D’autres éléments ont en effet joué comme des prises de bénéfices boursiers après 2 années d’excellente facture. La performance cumulée en 2020 et 2021 de l’indice européen Stoxx 600 est de 24% et celle de l’indice américain S&P 500 est de 50% (en euros), des chiffres largement supérieurs aux gains boursiers annuels classiques. La tentation a donc été grande pour certains d’engranger leurs plus-values, d’autant plus dans un contexte boursier devenu plus incertain en 2022.

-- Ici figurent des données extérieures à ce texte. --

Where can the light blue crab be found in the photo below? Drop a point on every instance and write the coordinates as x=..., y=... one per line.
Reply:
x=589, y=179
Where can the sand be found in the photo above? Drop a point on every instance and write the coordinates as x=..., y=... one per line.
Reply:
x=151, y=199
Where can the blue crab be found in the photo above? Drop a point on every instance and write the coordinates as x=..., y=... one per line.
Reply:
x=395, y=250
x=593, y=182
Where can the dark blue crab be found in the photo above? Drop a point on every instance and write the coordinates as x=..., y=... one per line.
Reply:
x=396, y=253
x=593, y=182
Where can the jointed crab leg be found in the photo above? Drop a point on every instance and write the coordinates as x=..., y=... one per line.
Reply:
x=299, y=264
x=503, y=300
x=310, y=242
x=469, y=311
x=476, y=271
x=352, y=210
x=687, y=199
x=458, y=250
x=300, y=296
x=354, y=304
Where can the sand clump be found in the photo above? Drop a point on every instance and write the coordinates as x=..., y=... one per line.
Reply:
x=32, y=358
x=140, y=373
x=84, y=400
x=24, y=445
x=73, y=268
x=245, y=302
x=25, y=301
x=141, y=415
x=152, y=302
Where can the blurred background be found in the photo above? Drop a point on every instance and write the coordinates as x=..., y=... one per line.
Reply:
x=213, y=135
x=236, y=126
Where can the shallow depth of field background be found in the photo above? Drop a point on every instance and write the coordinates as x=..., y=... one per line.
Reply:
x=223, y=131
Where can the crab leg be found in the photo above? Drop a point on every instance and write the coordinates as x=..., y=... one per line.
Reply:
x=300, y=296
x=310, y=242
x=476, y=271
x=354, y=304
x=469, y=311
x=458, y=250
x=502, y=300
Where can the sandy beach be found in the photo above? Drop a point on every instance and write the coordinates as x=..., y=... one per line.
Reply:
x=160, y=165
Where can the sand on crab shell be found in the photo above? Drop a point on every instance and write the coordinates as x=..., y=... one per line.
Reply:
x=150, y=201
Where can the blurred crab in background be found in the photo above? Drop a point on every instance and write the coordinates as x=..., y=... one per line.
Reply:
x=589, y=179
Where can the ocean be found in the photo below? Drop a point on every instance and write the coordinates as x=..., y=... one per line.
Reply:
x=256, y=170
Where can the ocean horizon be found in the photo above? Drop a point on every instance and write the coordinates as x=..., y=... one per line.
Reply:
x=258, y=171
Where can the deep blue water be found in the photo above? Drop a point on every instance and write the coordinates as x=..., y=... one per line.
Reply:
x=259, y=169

D’ailleurs, tout en enregistrant des résultats à nouveau généralement meilleurs qu’attendus au 2e trimestre 2022, de plus en plus de sociétés sont prudentes pour la suite, certaines révisant même drastiquement leurs prévisions, un comportement plutôt marginal les dernières années. Les conséquences de la guerre en Ukraine (pénuries et fortes hausses du prix de nombreux produits et matières premières, incertitudes énergétiques,…) continuent d’impacter sensiblement les ménages et les entreprises et d’alimenter les craintes de ralentissement économique voire de récession… Et qui dit économie en berne, dit résultats sous pression, rendant plus élevés les ratios de valorisation des sociétés cotées entraînant alors un courant vendeur en bourse.
Plus que jamais il faut donc considérer un investissement boursier à long terme (les marchés sont volatils à court terme) tout en diversifiant au maximum ses avoirs car en période de crise comme cette année certains secteurs souffrent plus que d’autres (la technologie et la consommation cyclique par exemple) alors que d’autres s’en tirent beaucoup mieux (comme l’énergie profitant de la flambée des prix du pétrole et du gaz notamment). Enfin des secteurs plus défensifs, comme les soins de santé ou la consommation de base, se comportent aussi souvent mieux durant une période difficile.